Explanations

The Build System

A Little History

I'm not sure there's a lesson in it, but here's a little Rubinius history to give (hopefully) context to the new build system.

Rubinius started as a Ruby implementation. There were some cool ideas in it, like building as much in Ruby as possible, not using a global interpreter lock so native threads could run in parallel, using a JIT compiler to make things faster, using a precise, generational garbage collector to also help make things faster.

But it was still top-to-bottom "just" a Ruby implementation.

So we built it as one big monolithic thing. And since Rake was a beloved Ruby tool, we used Rake.

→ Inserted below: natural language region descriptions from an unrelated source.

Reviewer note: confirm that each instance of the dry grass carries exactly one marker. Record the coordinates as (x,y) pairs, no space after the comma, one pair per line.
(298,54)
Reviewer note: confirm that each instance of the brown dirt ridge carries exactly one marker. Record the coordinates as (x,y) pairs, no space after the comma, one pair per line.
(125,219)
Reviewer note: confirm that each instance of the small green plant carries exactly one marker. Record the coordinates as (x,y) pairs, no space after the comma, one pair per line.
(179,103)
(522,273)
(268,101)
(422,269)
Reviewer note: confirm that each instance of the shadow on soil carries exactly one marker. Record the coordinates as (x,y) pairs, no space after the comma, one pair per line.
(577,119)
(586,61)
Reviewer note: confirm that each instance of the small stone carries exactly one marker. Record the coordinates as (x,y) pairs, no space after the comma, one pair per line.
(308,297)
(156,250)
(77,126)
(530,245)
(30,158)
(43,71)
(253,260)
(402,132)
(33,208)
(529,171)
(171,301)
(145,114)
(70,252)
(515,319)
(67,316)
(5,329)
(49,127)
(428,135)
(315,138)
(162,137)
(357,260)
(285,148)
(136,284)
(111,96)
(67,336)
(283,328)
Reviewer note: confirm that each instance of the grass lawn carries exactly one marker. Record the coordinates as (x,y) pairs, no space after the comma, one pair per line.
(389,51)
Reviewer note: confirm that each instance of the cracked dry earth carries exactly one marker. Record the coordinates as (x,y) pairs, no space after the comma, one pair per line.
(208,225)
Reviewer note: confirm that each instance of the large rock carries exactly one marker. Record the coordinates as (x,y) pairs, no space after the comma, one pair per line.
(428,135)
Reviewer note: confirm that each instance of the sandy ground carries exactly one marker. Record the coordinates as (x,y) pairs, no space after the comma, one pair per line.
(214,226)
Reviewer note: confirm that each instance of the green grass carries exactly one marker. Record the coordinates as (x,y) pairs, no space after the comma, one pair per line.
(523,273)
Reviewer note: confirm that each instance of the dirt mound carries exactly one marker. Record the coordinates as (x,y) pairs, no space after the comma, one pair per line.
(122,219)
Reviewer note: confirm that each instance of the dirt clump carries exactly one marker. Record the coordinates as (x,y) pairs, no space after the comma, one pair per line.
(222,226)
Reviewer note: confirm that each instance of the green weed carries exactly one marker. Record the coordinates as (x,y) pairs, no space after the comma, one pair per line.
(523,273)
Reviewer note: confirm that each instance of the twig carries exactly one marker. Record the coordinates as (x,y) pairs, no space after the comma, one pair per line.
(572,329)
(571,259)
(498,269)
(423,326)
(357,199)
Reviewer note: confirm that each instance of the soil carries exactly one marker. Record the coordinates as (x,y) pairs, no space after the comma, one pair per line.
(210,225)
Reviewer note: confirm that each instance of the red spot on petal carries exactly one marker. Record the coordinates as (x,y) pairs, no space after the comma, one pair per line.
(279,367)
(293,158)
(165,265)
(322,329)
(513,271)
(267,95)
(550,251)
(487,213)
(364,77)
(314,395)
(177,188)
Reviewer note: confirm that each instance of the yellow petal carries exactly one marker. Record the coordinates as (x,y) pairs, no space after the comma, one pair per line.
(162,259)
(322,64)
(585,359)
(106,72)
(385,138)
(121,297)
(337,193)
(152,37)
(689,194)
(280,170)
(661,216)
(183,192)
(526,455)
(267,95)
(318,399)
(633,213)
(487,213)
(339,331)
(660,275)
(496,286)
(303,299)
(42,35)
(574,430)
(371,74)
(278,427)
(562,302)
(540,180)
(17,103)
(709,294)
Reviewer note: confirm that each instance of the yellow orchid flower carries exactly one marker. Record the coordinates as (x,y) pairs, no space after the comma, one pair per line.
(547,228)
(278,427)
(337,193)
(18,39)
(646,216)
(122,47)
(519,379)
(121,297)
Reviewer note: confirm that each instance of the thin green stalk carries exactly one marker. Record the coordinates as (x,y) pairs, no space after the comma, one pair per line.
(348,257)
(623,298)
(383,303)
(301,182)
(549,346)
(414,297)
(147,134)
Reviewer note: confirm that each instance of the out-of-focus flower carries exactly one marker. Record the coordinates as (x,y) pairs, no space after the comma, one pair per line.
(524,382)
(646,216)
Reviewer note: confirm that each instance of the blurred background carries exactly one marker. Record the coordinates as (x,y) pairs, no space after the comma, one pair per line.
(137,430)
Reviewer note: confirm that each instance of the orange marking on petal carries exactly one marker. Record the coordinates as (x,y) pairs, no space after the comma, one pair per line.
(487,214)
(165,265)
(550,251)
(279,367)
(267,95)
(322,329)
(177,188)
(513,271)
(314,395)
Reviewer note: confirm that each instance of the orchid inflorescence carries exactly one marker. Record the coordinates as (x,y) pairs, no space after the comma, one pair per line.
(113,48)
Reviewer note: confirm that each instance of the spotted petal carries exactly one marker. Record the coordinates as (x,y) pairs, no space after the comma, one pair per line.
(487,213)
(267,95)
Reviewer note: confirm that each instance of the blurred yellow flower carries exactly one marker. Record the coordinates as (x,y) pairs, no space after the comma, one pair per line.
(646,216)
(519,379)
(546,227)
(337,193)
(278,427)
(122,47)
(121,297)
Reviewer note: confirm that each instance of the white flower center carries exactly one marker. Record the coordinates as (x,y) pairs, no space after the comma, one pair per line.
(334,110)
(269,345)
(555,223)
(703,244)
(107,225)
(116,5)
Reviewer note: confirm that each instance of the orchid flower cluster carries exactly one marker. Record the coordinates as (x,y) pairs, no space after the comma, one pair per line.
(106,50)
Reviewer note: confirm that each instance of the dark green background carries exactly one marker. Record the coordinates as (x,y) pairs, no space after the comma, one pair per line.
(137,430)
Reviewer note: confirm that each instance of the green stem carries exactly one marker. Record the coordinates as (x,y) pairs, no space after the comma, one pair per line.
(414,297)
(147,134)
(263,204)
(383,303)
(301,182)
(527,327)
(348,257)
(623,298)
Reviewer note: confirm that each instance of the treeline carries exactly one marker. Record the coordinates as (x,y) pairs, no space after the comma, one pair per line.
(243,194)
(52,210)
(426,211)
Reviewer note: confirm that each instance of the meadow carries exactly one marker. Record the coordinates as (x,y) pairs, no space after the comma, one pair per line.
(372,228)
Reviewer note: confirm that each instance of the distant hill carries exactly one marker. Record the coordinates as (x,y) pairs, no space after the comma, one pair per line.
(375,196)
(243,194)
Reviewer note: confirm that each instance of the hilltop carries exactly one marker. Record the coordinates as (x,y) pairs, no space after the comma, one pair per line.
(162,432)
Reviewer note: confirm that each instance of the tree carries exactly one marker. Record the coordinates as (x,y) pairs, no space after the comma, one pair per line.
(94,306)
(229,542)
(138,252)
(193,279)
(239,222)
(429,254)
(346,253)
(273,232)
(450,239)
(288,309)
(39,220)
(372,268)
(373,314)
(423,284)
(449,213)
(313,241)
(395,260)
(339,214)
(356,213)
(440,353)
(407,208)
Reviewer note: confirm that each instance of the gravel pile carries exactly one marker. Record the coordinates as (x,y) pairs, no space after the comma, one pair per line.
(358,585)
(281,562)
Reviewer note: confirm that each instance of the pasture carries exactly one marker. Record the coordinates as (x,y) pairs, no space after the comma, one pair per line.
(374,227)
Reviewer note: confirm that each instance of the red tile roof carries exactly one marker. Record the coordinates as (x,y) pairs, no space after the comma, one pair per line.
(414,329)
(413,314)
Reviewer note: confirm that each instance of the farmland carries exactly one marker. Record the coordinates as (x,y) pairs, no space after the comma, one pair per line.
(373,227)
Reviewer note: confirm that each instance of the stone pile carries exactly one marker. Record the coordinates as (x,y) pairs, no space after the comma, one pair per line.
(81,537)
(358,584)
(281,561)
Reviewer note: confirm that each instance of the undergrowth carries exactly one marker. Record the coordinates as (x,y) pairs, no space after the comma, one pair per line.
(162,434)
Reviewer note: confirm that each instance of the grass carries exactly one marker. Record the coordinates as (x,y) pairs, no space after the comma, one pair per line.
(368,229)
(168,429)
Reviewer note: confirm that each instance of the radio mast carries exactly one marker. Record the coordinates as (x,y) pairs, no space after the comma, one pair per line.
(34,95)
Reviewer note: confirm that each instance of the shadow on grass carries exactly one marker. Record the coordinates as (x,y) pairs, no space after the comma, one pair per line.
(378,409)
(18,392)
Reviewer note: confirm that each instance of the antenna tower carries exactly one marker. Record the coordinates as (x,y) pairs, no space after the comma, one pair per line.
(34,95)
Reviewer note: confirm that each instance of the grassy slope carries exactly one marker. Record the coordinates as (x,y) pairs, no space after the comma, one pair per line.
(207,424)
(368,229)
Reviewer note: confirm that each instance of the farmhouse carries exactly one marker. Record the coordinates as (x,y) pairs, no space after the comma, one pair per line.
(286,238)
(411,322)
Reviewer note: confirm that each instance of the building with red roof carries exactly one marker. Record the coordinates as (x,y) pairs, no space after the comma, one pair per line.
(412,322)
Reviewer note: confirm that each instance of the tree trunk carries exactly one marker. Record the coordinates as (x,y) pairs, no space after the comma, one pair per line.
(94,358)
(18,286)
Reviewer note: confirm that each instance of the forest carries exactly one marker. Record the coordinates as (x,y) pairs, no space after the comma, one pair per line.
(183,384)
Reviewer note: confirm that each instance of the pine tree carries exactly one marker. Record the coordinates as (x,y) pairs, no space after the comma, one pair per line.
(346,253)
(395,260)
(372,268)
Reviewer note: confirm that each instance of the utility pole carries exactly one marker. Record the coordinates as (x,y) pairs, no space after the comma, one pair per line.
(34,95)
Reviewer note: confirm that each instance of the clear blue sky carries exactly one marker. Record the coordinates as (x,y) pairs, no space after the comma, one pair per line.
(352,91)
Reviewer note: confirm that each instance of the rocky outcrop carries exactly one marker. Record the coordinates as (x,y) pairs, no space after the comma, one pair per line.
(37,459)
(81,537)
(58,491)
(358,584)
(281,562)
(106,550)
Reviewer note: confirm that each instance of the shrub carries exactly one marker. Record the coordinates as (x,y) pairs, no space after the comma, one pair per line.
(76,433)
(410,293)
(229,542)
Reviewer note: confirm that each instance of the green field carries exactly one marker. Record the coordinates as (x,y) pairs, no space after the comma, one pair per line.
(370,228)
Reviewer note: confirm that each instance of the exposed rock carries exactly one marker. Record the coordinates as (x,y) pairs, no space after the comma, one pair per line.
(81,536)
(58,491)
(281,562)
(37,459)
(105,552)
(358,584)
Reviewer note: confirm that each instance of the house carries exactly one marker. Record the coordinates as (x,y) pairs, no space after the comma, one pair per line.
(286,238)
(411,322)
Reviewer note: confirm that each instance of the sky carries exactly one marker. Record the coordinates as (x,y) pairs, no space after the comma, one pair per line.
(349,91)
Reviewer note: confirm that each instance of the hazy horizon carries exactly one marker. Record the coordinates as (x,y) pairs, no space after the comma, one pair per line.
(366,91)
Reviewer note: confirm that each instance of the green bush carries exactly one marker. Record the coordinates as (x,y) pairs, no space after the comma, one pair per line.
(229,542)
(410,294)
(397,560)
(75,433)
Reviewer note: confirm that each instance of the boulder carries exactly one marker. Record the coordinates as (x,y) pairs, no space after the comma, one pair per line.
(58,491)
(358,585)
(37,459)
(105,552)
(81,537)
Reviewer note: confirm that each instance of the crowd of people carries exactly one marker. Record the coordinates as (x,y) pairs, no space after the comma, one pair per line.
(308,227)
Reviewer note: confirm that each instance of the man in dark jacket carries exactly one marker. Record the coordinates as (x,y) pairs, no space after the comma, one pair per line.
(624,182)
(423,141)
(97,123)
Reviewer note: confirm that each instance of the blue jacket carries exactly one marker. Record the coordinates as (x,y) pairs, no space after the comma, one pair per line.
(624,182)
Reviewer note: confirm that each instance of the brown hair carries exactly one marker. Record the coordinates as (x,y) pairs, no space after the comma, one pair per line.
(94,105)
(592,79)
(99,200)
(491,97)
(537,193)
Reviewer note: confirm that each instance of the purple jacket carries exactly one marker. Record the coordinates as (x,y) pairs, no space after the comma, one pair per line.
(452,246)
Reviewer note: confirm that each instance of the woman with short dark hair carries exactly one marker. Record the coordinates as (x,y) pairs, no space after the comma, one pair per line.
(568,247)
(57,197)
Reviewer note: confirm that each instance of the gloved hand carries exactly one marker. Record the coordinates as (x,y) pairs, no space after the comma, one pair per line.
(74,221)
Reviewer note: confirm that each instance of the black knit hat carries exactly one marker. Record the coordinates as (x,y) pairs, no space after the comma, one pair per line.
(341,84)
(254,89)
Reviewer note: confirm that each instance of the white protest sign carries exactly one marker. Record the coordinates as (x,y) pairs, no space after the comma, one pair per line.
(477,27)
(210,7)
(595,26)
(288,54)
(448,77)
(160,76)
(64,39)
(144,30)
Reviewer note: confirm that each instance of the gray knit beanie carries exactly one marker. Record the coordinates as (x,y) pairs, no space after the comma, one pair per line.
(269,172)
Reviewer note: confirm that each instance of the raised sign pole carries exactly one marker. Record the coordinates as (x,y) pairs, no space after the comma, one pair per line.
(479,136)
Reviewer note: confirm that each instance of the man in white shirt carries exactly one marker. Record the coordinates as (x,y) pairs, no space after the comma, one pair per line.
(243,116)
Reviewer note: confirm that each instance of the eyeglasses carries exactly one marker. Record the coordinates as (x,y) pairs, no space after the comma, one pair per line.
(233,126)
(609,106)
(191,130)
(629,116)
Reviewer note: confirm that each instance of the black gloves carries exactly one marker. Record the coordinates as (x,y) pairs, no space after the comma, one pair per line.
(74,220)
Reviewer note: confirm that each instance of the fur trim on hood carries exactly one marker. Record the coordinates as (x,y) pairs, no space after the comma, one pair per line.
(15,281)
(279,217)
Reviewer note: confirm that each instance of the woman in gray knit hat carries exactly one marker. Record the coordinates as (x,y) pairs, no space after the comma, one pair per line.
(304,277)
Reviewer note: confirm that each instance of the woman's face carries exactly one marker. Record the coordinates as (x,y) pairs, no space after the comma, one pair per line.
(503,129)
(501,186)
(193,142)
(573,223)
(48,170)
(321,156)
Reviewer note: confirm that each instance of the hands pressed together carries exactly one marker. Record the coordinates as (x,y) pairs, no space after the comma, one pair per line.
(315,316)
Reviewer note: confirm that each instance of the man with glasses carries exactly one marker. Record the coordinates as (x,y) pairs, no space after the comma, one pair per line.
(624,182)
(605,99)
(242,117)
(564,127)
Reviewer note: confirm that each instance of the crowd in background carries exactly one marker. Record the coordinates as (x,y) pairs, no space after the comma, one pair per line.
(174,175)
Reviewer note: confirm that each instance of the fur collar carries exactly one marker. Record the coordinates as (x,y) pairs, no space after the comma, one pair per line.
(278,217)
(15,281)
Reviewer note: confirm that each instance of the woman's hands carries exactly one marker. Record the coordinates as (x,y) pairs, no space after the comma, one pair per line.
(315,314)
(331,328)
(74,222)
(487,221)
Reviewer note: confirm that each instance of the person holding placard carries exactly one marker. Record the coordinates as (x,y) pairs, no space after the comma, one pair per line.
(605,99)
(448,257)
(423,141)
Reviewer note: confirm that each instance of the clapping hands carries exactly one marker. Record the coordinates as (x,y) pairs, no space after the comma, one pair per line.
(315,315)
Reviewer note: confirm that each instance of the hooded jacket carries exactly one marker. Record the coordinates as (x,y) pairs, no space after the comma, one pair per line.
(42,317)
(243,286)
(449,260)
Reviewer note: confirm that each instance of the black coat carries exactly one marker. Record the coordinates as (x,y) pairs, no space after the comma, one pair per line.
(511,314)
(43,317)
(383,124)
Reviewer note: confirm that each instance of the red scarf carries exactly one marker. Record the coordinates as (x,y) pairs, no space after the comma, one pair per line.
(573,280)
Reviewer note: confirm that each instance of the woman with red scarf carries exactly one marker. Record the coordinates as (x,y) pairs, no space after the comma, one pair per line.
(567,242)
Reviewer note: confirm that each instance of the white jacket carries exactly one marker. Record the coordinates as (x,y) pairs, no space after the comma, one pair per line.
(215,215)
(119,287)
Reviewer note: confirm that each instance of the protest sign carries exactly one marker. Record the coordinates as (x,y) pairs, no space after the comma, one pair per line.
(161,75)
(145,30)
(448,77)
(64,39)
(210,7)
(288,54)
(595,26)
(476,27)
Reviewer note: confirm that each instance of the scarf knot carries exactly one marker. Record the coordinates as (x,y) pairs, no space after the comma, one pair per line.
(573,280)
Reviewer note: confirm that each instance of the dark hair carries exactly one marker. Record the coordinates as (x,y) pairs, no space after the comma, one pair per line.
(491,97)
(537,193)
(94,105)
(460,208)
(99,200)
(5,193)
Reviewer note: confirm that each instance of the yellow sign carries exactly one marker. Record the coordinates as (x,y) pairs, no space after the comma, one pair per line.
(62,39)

And it worked well. The whole thing. Using Rake, building it as one big monolith. We didn't wax poetic about "majestic monoliths" or anything like that, we just wanted it to be easy to build.

Even back then, though, Rubinius started to be more than just a Ruby implementation. A couple folks created fun languages that target Rubinius (Atomy and Fancy are notable).

build2

In the past ten-ish years, a lot has happened in programming languages and software. For one, there's a major new build system for C/C++: build2

The new Rubinius build system is based on build2 and just about three things:

Boundaries make good systems;
Do the same thing everywhere (i.e. no difference between a dev machine, CI, and a package builder); and
Use tools in the simplest way possible (but no simpler).

What we get out of these three is principled composability, so when some system just must do it its own way, it can remix easily and safely.

The rest of this article explains in detail how the Rubinius build system works.

Scale & Complexity

"One of these is not like the others" is the source of a lot of pain and suffering in many software systems because even small differences can add complexity. Where that difference is managed helps deal with that complexity.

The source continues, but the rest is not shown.